Some of my Christian storyteller friends share legitimate protests against Christian fiction clichés. These include: Christian fiction is too “clean,” legalistic, unrealistic, and narrow.

Despite market downturns, many authors do well. But for various reasons, some do not.

In response, these authors might say, “All those moralistic rules are why I gave up trying to write for the Christian market. Instead I will take my chances with secular publishers.”

As the proverb goes: out of the frying pan, and into the fire.

I say this because from what I’ve seen, some secular publishers may not actually be more free than Christian publishers. Based at least on accounts that have risen to the top,1 it sounds like secular publishers are taking a page from stereotypical Christian publishing. They are increasingly restricting content based solely on religious (not “neutral”) beliefs.

Let’s survey three unbiblical notions in Christian fiction, and then each secular “imitation.”

Christian fiction: ‘You can’t say bad words’

Splickety Publishing founder/editor-in-chief Ben Wolf recently offered five thoughts in this infamous issue. He emphasized an author’s purpose compared with common Bible texts.

Advocates of the no-fiction-swearing rule seem to apply these common verses not only to a Christian’s personal behavior, but to writing or reading about fictional characters who do swear. They seem to suppose that merely seeing letters on the page will provoke a typical reader to imitating the character’s sinful attitudes that provoked the verbal outburst. (In biblical texts such as Mark 7, Jesus teaches the more frightening truth about sin’s origin.)

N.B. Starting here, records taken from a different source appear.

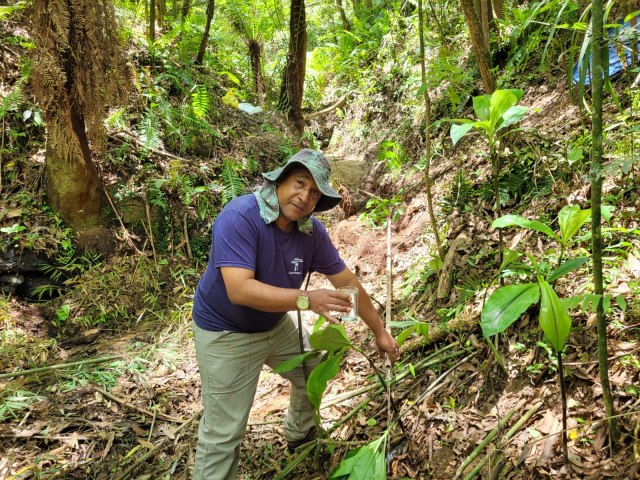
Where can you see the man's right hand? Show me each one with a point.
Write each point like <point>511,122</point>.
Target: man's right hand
<point>326,302</point>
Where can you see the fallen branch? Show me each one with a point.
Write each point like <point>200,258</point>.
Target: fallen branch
<point>126,475</point>
<point>341,101</point>
<point>126,136</point>
<point>130,405</point>
<point>418,366</point>
<point>484,443</point>
<point>512,431</point>
<point>438,382</point>
<point>59,366</point>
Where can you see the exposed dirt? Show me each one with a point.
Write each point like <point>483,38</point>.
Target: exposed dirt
<point>147,428</point>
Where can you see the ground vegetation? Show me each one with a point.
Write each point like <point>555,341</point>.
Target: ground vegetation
<point>98,377</point>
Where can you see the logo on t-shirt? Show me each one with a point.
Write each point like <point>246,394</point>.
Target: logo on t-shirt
<point>297,266</point>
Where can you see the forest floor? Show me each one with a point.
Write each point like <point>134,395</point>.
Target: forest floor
<point>136,416</point>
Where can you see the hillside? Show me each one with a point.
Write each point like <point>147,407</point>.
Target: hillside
<point>134,412</point>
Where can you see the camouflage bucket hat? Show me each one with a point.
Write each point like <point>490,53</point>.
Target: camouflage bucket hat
<point>319,167</point>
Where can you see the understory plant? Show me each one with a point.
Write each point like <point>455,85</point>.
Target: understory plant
<point>363,463</point>
<point>508,303</point>
<point>495,113</point>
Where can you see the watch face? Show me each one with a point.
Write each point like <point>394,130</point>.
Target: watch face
<point>302,302</point>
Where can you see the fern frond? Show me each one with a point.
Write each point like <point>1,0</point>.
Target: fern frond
<point>200,101</point>
<point>116,121</point>
<point>150,130</point>
<point>233,184</point>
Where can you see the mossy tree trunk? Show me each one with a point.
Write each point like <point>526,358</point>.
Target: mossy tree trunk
<point>78,74</point>
<point>343,16</point>
<point>255,58</point>
<point>478,44</point>
<point>211,6</point>
<point>600,65</point>
<point>292,89</point>
<point>186,6</point>
<point>152,21</point>
<point>73,185</point>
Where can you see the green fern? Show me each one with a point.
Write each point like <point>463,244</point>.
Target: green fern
<point>11,102</point>
<point>200,101</point>
<point>233,184</point>
<point>150,130</point>
<point>117,121</point>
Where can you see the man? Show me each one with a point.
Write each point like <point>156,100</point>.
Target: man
<point>263,246</point>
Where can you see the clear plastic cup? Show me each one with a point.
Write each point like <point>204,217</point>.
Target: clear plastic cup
<point>352,314</point>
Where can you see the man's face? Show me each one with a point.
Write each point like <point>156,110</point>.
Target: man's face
<point>298,195</point>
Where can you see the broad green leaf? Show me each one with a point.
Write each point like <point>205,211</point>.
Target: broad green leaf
<point>622,303</point>
<point>505,306</point>
<point>606,211</point>
<point>458,131</point>
<point>332,338</point>
<point>567,267</point>
<point>554,319</point>
<point>571,218</point>
<point>569,303</point>
<point>292,363</point>
<point>513,116</point>
<point>517,92</point>
<point>364,463</point>
<point>320,376</point>
<point>574,155</point>
<point>501,102</point>
<point>482,107</point>
<point>404,334</point>
<point>511,220</point>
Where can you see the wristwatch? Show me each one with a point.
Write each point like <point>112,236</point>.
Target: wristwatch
<point>302,302</point>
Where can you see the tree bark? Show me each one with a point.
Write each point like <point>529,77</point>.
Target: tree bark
<point>161,12</point>
<point>479,46</point>
<point>73,186</point>
<point>211,6</point>
<point>427,131</point>
<point>152,21</point>
<point>343,16</point>
<point>600,58</point>
<point>255,57</point>
<point>186,6</point>
<point>292,89</point>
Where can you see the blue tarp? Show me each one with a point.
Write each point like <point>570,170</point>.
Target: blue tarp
<point>615,64</point>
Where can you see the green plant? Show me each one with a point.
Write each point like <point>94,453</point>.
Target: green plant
<point>394,156</point>
<point>14,401</point>
<point>409,327</point>
<point>495,112</point>
<point>378,210</point>
<point>368,461</point>
<point>509,302</point>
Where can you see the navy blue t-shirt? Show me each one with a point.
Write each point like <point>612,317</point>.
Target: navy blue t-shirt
<point>241,238</point>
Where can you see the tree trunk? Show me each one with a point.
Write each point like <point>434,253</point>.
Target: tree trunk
<point>186,6</point>
<point>599,52</point>
<point>255,57</point>
<point>498,8</point>
<point>486,16</point>
<point>292,89</point>
<point>343,16</point>
<point>162,11</point>
<point>152,21</point>
<point>211,6</point>
<point>73,186</point>
<point>427,131</point>
<point>479,46</point>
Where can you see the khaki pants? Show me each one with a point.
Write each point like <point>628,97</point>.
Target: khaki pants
<point>230,365</point>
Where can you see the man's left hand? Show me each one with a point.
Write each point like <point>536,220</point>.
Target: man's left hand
<point>387,346</point>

Secular fiction: ‘You can’t say bad words’

Meanwhile, secular fiction also increasingly restricts certain “bad words.”

People often restrict books that acknowledge racism, even if they don’t endorse it. We’ve heard debates over whether schools should allow students to read Samuel “Mark Twain” Clemens’ The Adventures of Tom Sawyer or The Adventures of Huckleberry Finn.2 Less challenged are some very evangelical-sounding assumptions behind this battle: that just seeing any bad word on a page could make a reader commit sin.

Older generations blocked books’ references to sex, but allowed names or other bad words. Today, those previous allowances/taboos have been exactly reversed.

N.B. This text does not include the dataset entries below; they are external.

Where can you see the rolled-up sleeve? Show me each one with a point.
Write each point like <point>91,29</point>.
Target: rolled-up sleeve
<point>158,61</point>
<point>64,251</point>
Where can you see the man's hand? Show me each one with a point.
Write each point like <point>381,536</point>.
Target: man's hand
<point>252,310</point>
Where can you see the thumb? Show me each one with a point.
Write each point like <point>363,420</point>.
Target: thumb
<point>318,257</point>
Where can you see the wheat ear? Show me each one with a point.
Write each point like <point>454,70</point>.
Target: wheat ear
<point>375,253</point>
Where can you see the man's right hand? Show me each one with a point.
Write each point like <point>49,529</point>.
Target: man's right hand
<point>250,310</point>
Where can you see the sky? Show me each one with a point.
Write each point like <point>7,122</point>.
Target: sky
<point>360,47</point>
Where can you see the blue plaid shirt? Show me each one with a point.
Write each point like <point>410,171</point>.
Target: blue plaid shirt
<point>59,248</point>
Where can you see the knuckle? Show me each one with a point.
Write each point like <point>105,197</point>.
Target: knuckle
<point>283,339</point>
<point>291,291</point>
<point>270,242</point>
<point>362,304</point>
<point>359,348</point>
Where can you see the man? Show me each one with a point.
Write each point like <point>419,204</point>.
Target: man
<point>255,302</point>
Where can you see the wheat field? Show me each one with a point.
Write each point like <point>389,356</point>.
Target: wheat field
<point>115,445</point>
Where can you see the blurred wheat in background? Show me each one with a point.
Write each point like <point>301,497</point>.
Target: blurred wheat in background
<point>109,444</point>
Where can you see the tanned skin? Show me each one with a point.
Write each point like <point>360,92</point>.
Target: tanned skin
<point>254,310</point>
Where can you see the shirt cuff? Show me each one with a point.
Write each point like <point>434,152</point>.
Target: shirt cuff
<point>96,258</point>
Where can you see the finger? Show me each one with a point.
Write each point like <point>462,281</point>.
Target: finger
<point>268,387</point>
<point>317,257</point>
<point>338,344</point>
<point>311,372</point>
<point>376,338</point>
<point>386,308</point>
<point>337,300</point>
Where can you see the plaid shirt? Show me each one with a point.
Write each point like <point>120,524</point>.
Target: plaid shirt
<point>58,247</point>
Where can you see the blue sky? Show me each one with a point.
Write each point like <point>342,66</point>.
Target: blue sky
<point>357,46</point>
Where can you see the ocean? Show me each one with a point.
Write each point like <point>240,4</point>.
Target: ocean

Christian fiction: ‘You can’t explore particular themes’

Arguably, the Christian fiction no-bad-words rule is also applied to certain themes. Most Christian novels I’ve read don’t want to concede that Christians have denominations—and can get very loud about them. Deeper doctrines are off-limits too, like “Reformed” ideas (e.g., God gives special grace to elect those whom He freely chooses to save) versus more “Arminian” ideas (e.g. God provides grace to people who must freely choose salvation).

Christian publishers may want to “be all things to all people,” as much as possible. They may also want to avoid offending many special interest groups. After all, God’s word says to think about pure things avoid triggering (or “causing to stumble”) everyone, right?

Secular fiction: ‘You can’t explore particular themes’

Author Nick Cole explained why he was forced to publish independently, after his already-sold manuscript included a story element that Harper Collins editors deemed too negative of abortion. Meanwhile, a featured author at Tor.com blasted C.S. Lewis’s The Horse and His Boy for supposed sexism, particularly Hwin the mare, who was suffering “repression.”

And of course, there’s the apparent trend of publishers hiring “sensitivity readers.”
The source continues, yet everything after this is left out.